A ex-escrava Harriet Tubman substituirá o ex-presidente Andrew Jackson (1829-1837) nas notas de US$ 20, no que constitui a primeira vez em que uma mulher negra figurará na moeda norte-americana, informou nesta quarta-feira (20) um funcionário do Departamento do Tesouro dos Estados Unidos.
A renovação – programada para ocorrer até 2020, centenário da conquista do voto feminino nos Estados Unidos – é resultado de uma campanha realizada pelo grupo Women on 20s (Mulheres nas Notas de 20, em tradução livre). A organização reúne ativistas que, desde o começo de 2015, pressionam o governo americano para que mulheres tenham sua representação na moeda do país, hoje integralmente ilustrada por homens. No ano passado, o grupo conduziu uma pesquisa online sobre quem deveria ser a primeira mulher a ser representada. Das 600 mil pessoas que participaram, quase 40% escolheram Tubman.
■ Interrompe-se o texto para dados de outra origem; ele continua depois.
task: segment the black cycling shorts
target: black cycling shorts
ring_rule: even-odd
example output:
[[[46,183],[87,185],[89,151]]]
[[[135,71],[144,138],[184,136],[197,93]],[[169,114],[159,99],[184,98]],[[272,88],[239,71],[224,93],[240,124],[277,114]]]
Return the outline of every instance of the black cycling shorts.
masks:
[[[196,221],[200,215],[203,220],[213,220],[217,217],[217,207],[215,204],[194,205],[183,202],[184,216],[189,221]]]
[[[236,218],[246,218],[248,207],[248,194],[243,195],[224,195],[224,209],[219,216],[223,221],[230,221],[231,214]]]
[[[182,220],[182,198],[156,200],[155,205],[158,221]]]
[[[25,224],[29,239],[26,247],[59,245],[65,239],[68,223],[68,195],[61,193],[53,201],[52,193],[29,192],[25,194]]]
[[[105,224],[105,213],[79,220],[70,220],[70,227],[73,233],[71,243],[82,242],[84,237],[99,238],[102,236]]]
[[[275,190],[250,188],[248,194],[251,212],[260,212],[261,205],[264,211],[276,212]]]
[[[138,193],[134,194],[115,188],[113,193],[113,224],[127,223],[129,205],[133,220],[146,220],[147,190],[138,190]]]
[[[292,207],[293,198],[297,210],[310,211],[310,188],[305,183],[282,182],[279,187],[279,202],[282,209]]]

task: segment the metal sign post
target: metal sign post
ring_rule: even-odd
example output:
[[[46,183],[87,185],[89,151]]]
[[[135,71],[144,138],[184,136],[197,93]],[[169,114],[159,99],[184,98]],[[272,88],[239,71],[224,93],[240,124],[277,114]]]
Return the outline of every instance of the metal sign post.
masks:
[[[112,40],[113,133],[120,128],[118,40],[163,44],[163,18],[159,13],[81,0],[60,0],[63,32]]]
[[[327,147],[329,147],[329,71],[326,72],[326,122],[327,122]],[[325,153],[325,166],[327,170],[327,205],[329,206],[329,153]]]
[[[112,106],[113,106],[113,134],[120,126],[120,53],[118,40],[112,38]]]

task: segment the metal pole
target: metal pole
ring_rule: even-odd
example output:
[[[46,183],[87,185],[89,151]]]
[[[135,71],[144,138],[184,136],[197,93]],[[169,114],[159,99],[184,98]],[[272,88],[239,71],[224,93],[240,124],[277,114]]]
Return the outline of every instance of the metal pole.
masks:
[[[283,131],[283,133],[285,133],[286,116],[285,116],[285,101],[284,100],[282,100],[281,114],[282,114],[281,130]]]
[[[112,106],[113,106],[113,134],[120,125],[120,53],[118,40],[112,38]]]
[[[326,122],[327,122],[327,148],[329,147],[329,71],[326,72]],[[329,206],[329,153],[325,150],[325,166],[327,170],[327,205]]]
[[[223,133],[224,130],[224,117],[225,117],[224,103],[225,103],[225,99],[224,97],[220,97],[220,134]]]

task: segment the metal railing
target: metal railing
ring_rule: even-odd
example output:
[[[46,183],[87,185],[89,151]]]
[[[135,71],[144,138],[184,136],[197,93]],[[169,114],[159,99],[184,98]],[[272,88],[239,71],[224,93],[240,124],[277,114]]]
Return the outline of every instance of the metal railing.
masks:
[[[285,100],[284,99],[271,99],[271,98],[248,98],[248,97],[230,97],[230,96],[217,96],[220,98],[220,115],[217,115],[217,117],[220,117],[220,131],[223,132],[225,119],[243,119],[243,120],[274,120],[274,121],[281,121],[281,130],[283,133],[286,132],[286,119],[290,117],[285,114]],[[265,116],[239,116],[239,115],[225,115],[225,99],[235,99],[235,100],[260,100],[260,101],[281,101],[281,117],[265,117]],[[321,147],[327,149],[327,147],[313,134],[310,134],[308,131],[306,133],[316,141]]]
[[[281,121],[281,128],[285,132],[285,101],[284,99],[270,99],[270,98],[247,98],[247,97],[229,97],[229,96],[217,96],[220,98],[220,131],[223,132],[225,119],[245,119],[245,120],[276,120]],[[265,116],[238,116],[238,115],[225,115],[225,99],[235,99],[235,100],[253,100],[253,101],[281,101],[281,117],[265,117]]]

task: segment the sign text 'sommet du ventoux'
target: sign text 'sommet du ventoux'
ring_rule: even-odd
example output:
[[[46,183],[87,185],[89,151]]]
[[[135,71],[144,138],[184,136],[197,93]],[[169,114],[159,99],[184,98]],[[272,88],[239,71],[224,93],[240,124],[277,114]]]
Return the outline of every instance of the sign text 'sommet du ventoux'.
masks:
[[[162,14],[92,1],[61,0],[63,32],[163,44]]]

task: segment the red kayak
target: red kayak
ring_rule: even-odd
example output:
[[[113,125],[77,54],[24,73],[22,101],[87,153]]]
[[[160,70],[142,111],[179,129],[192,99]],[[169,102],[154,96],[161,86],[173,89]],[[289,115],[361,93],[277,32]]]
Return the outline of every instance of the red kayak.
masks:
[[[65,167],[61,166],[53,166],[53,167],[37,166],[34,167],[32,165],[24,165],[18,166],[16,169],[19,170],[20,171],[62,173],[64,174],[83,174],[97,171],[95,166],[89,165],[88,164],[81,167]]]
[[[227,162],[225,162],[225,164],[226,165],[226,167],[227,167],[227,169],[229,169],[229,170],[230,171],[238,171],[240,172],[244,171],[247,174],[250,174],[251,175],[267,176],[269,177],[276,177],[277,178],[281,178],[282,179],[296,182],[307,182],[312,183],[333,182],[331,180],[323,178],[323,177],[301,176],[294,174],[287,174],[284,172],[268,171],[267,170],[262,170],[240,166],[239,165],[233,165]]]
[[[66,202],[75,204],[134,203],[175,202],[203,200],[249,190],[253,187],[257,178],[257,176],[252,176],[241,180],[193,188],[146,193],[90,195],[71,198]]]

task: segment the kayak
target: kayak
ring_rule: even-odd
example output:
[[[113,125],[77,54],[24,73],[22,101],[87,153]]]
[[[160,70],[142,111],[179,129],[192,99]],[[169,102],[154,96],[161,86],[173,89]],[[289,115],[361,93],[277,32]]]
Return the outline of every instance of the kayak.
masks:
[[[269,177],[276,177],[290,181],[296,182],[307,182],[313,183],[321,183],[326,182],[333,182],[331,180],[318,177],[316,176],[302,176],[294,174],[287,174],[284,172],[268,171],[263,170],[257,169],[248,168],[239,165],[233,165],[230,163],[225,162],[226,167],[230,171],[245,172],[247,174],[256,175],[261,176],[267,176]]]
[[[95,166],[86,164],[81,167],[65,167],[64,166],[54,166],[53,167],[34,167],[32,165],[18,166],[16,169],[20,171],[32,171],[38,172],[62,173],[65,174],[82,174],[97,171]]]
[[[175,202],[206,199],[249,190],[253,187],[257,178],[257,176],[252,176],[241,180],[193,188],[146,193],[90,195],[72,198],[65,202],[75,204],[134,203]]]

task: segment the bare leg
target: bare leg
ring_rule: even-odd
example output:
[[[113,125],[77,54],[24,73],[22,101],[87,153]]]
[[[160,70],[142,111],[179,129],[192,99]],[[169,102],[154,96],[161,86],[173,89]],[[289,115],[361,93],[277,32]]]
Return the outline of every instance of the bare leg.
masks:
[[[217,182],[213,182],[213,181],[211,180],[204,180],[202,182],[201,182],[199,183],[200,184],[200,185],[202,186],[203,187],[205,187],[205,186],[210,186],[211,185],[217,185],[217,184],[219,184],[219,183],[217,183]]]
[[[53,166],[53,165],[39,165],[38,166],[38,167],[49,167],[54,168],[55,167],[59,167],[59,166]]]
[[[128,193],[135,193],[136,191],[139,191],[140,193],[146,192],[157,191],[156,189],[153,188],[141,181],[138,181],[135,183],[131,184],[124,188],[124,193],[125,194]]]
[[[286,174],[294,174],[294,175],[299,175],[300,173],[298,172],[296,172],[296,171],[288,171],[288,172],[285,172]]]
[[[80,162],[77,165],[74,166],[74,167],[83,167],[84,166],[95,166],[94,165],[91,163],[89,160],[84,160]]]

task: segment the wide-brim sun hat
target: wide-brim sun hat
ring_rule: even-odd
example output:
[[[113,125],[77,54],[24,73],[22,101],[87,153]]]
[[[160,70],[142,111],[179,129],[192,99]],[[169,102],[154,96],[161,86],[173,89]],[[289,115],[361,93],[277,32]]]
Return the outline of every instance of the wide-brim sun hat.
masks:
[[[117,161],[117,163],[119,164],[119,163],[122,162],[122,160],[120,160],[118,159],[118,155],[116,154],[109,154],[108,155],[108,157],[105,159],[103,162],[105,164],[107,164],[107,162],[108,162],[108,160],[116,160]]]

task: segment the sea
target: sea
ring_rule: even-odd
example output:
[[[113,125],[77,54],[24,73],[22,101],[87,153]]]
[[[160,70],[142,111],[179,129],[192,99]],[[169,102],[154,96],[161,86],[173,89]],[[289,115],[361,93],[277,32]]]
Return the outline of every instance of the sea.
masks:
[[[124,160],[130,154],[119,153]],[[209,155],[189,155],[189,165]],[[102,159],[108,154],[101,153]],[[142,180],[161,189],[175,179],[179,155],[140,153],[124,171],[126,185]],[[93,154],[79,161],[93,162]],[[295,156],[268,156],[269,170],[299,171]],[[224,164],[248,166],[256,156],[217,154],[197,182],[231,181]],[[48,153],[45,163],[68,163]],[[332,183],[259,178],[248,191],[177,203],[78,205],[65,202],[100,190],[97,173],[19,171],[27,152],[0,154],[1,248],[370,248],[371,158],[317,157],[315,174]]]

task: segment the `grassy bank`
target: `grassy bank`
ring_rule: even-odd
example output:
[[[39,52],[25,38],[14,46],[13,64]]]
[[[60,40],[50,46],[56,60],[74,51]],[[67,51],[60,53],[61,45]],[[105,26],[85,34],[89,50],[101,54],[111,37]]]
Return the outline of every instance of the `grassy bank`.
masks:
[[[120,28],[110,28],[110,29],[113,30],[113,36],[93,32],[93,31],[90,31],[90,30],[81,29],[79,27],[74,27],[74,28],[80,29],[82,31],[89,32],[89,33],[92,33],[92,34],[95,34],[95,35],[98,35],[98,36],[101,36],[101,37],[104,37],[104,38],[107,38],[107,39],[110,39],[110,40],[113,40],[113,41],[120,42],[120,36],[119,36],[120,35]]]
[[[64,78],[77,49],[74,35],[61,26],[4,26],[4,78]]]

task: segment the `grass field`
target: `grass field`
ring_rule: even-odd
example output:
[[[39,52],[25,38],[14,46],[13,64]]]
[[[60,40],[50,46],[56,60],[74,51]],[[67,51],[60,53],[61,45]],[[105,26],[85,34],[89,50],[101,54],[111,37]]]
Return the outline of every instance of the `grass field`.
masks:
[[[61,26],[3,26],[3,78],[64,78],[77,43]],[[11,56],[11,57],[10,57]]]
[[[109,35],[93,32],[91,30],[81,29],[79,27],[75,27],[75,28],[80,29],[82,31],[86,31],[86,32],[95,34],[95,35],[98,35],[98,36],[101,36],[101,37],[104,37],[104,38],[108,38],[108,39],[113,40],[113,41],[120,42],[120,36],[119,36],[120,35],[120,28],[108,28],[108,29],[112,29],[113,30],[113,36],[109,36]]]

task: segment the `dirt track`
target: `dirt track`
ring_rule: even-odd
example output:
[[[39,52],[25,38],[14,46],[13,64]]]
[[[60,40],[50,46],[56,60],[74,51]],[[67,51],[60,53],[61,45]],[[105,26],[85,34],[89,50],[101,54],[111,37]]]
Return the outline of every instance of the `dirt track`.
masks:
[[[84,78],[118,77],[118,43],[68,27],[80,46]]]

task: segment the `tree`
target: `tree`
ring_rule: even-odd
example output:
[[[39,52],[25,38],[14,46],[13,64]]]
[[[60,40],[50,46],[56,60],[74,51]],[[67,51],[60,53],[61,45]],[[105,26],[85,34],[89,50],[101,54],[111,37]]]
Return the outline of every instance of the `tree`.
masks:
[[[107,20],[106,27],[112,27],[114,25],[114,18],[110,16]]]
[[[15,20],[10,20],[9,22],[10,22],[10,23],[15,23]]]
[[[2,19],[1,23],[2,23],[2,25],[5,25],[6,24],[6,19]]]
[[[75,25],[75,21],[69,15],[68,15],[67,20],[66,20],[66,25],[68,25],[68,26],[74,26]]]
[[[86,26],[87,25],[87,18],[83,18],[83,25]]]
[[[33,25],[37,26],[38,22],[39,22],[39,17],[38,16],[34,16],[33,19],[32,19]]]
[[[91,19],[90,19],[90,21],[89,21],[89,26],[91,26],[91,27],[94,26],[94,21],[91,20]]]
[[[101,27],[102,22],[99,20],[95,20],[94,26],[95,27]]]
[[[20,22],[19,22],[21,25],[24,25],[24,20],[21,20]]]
Por que substituir a foto de ex-presidente pela foto de uma escrava?
O alvo principal da campanha, a nota de US$20, antes da campanha pela inclusão de Tubman, já era alvo de questionamentos. Jackson, o sétimo presidente dos Estados Unidos, tem contra si o fato de era um defensor da escravidão e exerceu papel importante na tomada de terras de povos indígenas em território americano. Dentre os objetivos citados pela declaração do Women on 20s, encontra-se “a remoção de símbolos de ódio, intolerância e desigualdade, para permitir a igualdade que estimulará o potencial de todas as pessoas independente de gênero, raça, etnia, orientação sexual ou identidade”. Jackson deixará a parte da frente da nota, mas se manterá na face traseira, o que rendeu críticas por parte de grupos e ativistas ao Tesouro americano.
Vidas Negras Importam
Considerando o momento atual nos Estados Unidos – com o surgimento de movimentos como o Black Lives Matter (Vidas Negras Importam), que denuncia o tratamento dado a negros no país pelas forças de segurança, e o fato de o mandato do primeiro presidente negro do país, Barack Obama, se encaminhar para seu fim – a mudança na nota de US$ 20 pode ter uma simbologia muito importante, de acordo com Larson. “Representa o quanto Tubman lutou para que esse país avançasse em questões de liberdade e igualdade. Nós progredimos bastante, ainda temos um longo caminho a percorrer, mas ela realmente mudou o mundo e tê-la naquela nota vai ajudar a levar adiante uma conversa que esse país tem tido dificuldade de levar: o legado da escravidão e como nós ainda vivemos com esse legado hoje. Ela vai nos ajudar a ter essa conversa de forma mais ampla e significativa. E nós, como um povo, temos que estar incrivelmente orgulhosos”, afirma.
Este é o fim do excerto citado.